Le Temps: Comment s’imaginer le fonctionnement de votre idée d’action cumulus»?

Gerhard Schwarz: L’approche à court terme des investisseurs dérange le public. Les patrons d’entreprise se plaignent aussi d’une approche boursière de leur fonction, de l’observation perpétuelle du cours de leurs actions à la publication trimestrielle de leurs résultats en passant par les «road shows» pour investisseurs. La volatilité à court terme est également problématique. Les entreprises ayant un actionnaire fort, par exemple les sociétés familiales, enregistrent une meilleure performance. L’idée de l’action cumulus consiste à réorienter l’approche sur le long terme. Les industriels du XIXe siècle n’avaient pas d’objectif financier à court terme, mais portaient un regard sur dix ou vingt ans. Le management était souvent lui-même l’investisseur. Aujourd’hui, le schéma est inversé. Le management réfléchit à moyen terme et l’actionnaire à très court terme. Cette perspective à long terme peut provenir d’un actionnaire majoritaire ou d’une action cumulus.

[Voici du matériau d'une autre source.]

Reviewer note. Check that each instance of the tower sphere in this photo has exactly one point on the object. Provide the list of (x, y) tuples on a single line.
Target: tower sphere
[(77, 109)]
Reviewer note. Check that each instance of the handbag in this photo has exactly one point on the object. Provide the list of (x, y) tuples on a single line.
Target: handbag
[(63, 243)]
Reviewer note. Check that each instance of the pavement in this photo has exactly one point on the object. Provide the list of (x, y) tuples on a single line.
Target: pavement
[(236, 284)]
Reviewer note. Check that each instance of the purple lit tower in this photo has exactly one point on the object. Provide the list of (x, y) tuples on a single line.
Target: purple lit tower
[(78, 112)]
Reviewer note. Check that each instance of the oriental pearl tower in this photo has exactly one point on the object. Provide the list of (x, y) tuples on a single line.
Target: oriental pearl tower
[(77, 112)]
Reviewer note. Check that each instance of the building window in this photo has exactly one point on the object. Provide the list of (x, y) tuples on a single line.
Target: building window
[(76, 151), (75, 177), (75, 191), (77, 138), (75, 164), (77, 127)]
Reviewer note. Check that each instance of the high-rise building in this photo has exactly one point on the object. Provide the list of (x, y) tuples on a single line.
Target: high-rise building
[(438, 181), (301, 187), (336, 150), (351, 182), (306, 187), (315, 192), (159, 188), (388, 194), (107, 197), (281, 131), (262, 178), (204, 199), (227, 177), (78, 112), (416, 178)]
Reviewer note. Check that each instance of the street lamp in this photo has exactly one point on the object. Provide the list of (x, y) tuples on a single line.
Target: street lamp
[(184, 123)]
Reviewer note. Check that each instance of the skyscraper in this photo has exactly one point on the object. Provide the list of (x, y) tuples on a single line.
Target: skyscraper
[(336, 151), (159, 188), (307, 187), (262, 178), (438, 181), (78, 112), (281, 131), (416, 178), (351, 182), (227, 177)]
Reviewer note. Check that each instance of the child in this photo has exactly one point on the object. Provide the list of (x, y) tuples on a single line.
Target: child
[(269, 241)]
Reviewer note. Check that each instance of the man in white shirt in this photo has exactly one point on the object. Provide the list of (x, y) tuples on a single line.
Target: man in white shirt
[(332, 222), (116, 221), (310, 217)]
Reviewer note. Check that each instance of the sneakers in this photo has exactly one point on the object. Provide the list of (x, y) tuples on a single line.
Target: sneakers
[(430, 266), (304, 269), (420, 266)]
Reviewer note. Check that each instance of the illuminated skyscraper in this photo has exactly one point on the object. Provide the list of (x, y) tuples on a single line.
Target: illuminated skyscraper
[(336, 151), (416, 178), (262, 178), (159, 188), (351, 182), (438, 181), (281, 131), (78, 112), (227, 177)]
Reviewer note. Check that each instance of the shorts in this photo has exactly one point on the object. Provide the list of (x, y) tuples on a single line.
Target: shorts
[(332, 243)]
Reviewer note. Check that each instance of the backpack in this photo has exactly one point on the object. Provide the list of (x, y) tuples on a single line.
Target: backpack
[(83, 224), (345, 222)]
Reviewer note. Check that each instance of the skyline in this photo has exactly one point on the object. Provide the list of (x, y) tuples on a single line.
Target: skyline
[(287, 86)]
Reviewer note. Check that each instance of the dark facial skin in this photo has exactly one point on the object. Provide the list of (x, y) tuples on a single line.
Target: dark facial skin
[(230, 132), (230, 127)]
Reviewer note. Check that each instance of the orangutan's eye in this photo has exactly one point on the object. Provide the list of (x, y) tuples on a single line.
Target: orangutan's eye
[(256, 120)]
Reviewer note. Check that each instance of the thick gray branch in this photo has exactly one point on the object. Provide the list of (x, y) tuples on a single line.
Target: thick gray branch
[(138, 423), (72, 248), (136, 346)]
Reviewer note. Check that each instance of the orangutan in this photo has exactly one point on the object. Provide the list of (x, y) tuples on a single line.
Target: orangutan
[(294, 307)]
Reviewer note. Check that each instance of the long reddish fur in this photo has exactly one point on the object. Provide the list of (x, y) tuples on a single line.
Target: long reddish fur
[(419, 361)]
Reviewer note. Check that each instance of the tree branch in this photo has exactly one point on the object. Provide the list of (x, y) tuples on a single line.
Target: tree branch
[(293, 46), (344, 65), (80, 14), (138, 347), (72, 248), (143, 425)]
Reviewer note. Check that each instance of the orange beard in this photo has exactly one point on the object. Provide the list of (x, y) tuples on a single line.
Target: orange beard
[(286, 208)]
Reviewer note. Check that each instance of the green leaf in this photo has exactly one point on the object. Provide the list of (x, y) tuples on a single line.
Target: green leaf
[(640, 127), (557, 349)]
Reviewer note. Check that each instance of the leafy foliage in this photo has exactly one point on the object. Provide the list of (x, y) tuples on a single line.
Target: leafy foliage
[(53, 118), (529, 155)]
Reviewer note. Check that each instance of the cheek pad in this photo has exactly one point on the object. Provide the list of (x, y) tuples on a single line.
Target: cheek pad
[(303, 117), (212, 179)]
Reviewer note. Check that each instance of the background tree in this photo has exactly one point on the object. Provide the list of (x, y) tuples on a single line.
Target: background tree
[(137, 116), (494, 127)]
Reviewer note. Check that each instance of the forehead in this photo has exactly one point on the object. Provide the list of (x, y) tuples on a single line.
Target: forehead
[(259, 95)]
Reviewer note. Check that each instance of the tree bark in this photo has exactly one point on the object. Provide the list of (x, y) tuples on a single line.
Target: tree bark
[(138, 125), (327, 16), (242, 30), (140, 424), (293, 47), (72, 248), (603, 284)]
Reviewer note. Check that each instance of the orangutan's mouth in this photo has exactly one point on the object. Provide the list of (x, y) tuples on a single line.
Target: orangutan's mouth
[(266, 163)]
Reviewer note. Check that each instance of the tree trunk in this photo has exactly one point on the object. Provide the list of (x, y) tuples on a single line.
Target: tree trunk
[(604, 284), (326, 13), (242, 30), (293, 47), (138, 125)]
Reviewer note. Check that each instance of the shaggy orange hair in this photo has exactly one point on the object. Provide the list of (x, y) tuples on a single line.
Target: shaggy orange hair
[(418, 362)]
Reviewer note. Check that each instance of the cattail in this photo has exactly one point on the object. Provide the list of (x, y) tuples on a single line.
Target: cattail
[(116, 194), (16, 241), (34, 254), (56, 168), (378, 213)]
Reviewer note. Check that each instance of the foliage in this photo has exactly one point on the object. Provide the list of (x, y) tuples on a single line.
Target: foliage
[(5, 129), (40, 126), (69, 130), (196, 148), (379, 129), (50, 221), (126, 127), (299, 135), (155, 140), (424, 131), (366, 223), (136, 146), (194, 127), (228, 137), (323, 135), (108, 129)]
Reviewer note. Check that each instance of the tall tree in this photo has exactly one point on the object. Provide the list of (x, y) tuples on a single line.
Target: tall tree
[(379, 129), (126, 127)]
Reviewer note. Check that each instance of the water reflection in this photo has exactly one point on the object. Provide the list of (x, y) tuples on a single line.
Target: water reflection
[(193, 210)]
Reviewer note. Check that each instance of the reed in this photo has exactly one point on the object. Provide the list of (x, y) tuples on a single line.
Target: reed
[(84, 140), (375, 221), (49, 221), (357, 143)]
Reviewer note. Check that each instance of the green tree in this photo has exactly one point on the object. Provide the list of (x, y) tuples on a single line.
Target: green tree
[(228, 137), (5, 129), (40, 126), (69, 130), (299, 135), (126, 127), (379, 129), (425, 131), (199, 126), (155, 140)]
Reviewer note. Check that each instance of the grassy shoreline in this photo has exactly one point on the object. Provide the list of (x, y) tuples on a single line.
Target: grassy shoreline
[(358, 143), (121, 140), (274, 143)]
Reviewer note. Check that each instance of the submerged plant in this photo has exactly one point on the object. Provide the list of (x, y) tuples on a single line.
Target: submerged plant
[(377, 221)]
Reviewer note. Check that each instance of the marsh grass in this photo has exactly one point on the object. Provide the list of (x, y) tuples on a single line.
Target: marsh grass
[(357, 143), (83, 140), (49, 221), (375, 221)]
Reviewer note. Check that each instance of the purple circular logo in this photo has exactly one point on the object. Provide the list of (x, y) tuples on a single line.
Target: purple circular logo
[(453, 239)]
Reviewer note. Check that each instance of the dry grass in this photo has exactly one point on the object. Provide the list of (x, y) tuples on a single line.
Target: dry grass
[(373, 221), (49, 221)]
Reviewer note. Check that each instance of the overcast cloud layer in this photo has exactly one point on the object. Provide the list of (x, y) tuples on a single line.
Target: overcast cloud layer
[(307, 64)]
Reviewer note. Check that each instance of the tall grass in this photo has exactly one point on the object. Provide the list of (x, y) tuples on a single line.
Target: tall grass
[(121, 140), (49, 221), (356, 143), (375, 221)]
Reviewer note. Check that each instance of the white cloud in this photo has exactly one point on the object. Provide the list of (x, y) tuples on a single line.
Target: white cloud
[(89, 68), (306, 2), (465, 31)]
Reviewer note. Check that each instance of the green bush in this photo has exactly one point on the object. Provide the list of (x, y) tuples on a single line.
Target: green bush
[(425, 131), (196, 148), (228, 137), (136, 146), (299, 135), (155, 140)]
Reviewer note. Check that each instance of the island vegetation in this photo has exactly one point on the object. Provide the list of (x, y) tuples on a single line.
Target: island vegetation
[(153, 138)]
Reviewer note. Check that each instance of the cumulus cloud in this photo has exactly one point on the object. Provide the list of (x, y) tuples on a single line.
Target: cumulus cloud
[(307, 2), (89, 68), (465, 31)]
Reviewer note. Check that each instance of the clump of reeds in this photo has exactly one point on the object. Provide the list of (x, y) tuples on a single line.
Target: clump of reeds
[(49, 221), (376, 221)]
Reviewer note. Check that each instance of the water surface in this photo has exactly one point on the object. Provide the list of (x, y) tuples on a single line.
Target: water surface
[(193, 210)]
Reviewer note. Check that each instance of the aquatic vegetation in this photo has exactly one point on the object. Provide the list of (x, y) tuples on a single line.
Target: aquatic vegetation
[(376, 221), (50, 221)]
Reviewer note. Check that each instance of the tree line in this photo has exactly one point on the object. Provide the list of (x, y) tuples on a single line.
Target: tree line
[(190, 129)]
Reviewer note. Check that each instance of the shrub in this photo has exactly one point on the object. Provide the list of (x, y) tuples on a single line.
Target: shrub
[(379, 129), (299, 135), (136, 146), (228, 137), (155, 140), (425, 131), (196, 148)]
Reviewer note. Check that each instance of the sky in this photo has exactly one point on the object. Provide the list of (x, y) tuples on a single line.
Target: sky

Les détenteurs d’une action cumulus s’engageraient à trois ans ou davantage et obtiendraient une prime sous forme d’un droit de souscription, ou d’un dividende préférentiel, ou encore des droits de vote accrus, à l’image des anciennes actions nominatives liées. Les intérêts sont alors mieux alignés sur l’esprit entrepreneurial à long terme. L’identification avec l’entreprise peut venir d’une nouvelle forme d’action. L’action cumulus est peut-être mon idée préférée au sein des 44 nouvelles propositions de notre ouvrage.

Que se passe-t-il avec l’action cumulus si la société présente une perte et doit réduire son dividende?

L’action cumulus est ainsi imaginée qu’elle réduit l’incitation à la vente. Si je reste actionnaire trois ans, j’obtiens un droit de souscription pour une action, par exemple. Et si les affaires vont mal, je peux vendre l’action, mais je dois renoncer à mon droit de souscription. Le prix de la sortie devient une sorte de coût d’opportunité.

Mais pour l’entreprise, ce droit de souscription n’est-il pas un coût?

Il existe effectivement un effet de dilution, une redistribution de l’investisseur à court terme vers l’actionnaire à long terme.

Est-ce que les droits de vote seraient identiques?

C’est un cas de figure possible, mais nous pourrions aussi imaginer le cas où l’actionnaire qui garde ses actions trois ou cinq ans a fait ses preuves de loyauté et dispose de droits supplémentaires. Nous voulons lancer ce type de débat.

Aujourd’hui, chaque groupe d’intérêt défend à l’extrême ses intérêts particuliers au détriment d’une approche globale de la société, ce qui engendre tous les eismes» (écologisme, féminisme.). Existe-t-il des solutions adaptées à la Suisse face à ce phénomène?

C’est un aspect clé du modèle suisse. La coopération entre individus au sein de la commune, puis du canton et, finalement, de la Confédération reste l’atout suprême du système suisse. Les conflits idéologiques entre partis qui se déroulent au plan fédéral sont stériles, et à mille lieues de la collaboration de représentants des différents partis au plan local. Malgré la globalisation et une Europe toujours plus centralisée, c’est la force de la Suisse. Elle s’exprime par le fait qu’une grande partie des impôts soit levée au plan communal. C’est ainsi qu’on lutte contre ces «ismes» et qu’on obtient un compromis.

Cet article est paru dans «Le Temps» du 19 janvier 2013.